The workspace selector is a privacy boundary:

  • Local workspace data stays on the desktop except for the model, provider, MCP, or user-opened network calls needed for that local runtime work.
  • Cloud workspace prompts, cloud artifacts, event projections, workflow metadata, portable settings, custom-content metadata, and policy verdicts are sent to the configured Open Cowork Cloud org so desktop, web, and gateway clients can sync.
  • Gateway messages are channel input for cloud workspaces. The gateway sends channel text, approved attachments, and interaction decisions to the cloud control plane; it does not receive local desktop runtime state.

Open Cowork does not implicitly sync local threads, local project files, local host paths, local stdio MCP commands, machine runtime config, provider API keys, OAuth tokens, or refresh tokens. Secrets sync only as metadata or secret references where a cloud deployment explicitly supports them. The renderer uses the workspace support matrix to disable local-only actions in cloud workspaces and to show the server policy reason.

Local workflow webhooks are loopback-only. They listen on 127.0.0.1, require bearer/header/HMAC authentication, and do not send webhook payloads to any Open Cowork service. A workflow run may still contact the user's selected LLM provider or enabled MCP integrations as part of the task the user configured.

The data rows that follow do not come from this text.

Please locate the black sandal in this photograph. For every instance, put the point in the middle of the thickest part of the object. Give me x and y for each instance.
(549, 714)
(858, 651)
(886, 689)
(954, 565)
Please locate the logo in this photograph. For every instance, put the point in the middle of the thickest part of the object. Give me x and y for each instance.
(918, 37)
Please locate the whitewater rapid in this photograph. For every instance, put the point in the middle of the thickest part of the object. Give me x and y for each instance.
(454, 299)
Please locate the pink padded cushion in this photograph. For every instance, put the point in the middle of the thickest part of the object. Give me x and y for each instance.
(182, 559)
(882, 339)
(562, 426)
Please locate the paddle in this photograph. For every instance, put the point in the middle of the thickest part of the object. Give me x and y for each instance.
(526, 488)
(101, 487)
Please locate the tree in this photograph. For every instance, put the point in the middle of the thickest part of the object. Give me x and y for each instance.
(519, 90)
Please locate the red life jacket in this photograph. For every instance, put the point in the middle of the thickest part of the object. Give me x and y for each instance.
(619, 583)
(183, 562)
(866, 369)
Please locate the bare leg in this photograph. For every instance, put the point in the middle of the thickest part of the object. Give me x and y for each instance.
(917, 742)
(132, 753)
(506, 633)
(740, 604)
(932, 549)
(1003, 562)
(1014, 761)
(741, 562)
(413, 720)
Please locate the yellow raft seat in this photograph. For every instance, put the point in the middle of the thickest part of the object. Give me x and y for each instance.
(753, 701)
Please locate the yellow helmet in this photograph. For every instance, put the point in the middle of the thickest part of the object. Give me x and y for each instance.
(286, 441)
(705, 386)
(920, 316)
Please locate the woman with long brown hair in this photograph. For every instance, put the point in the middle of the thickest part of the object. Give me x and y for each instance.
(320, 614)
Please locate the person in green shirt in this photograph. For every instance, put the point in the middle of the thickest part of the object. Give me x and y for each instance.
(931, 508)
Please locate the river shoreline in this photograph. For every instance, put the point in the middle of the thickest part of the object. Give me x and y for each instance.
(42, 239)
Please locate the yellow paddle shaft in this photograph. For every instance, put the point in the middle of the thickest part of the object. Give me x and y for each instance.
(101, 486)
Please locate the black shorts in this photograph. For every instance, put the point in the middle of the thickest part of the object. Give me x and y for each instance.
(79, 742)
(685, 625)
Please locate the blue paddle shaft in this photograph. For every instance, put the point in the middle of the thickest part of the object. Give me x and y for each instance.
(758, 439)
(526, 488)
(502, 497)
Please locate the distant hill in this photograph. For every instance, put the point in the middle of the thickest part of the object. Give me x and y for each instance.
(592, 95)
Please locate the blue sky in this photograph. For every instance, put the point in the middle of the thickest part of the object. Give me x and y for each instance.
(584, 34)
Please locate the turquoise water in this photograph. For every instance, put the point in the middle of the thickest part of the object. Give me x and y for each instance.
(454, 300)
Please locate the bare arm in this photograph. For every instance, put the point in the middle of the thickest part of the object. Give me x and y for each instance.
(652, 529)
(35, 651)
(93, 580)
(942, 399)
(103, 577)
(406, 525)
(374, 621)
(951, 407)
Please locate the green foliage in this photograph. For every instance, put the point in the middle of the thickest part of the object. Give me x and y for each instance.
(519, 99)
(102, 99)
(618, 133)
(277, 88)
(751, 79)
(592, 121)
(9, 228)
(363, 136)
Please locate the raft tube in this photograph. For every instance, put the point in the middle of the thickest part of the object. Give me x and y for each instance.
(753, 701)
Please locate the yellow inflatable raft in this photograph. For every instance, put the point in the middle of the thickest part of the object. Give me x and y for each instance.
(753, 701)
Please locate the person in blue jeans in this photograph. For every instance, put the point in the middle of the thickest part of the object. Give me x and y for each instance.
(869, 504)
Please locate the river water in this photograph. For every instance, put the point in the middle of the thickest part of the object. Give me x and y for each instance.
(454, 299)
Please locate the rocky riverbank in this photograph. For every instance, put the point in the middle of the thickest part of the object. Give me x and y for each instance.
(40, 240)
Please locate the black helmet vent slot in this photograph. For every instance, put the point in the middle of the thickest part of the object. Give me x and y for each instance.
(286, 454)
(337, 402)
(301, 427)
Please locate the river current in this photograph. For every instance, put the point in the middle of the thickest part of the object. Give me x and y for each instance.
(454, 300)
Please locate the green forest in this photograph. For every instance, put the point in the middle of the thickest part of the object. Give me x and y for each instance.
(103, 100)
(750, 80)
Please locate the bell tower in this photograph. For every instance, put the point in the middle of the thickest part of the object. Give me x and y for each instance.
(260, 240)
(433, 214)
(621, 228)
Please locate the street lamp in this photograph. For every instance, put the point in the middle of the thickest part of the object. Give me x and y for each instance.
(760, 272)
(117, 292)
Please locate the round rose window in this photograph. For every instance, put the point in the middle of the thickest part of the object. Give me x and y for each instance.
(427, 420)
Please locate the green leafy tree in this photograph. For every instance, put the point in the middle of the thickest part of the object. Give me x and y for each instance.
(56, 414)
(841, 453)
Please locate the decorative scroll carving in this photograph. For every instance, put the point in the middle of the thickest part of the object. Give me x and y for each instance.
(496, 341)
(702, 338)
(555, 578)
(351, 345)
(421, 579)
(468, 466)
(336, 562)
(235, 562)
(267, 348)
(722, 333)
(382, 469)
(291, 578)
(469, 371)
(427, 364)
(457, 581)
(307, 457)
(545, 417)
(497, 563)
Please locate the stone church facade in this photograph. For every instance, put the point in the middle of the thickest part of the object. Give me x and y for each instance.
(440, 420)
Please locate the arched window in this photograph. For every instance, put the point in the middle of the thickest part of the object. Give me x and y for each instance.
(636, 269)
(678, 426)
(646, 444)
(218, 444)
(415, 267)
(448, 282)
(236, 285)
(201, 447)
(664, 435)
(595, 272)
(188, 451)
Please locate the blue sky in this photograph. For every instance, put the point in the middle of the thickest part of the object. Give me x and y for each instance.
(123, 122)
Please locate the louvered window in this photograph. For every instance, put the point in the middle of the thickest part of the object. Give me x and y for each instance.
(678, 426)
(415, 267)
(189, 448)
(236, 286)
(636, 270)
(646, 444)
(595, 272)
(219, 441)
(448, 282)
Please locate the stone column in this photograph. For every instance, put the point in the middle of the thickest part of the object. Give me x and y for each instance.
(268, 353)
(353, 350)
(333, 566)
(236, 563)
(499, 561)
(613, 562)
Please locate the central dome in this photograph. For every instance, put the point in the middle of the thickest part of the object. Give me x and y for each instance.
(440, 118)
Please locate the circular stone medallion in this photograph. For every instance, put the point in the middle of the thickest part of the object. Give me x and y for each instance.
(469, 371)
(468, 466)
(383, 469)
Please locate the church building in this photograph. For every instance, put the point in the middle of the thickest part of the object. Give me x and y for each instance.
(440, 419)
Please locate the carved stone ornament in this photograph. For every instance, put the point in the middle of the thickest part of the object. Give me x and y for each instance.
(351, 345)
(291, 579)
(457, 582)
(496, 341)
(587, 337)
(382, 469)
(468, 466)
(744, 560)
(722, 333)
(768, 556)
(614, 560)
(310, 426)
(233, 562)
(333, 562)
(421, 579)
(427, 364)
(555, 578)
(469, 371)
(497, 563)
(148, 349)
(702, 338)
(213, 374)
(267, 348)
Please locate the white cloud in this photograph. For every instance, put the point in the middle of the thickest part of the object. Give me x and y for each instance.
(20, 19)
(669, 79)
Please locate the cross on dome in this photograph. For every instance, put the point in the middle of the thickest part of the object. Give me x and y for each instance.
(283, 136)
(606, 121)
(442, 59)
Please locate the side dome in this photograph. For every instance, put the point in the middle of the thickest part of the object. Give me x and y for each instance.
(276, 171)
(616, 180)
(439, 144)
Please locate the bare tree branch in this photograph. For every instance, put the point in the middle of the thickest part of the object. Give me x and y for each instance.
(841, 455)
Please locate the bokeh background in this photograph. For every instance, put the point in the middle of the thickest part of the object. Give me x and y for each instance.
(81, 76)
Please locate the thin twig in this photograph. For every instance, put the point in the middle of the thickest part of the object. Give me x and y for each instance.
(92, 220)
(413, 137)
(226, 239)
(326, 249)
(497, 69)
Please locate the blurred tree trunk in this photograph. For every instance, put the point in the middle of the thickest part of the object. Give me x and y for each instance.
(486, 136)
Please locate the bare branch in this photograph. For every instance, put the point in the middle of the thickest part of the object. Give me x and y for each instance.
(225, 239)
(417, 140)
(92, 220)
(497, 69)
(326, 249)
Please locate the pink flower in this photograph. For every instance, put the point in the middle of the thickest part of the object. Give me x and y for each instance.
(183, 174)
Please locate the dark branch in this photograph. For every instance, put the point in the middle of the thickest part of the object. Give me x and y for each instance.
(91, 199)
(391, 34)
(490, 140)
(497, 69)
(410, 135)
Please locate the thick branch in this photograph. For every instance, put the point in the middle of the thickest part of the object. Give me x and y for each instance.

Settings can export a diagnostics bundle for support. That export is a user-initiated local file. It includes sanitized logs and app/runtime metadata useful for debugging; it does not include unmasked provider credentials or full chat transcript bodies.

Downstream distributions can opt into remote telemetry by setting telemetry.enabled and telemetry.endpoint in their own config. That is not enabled in the public upstream build. See Downstream Customization for the exact contract and the privacy implications of turning it on.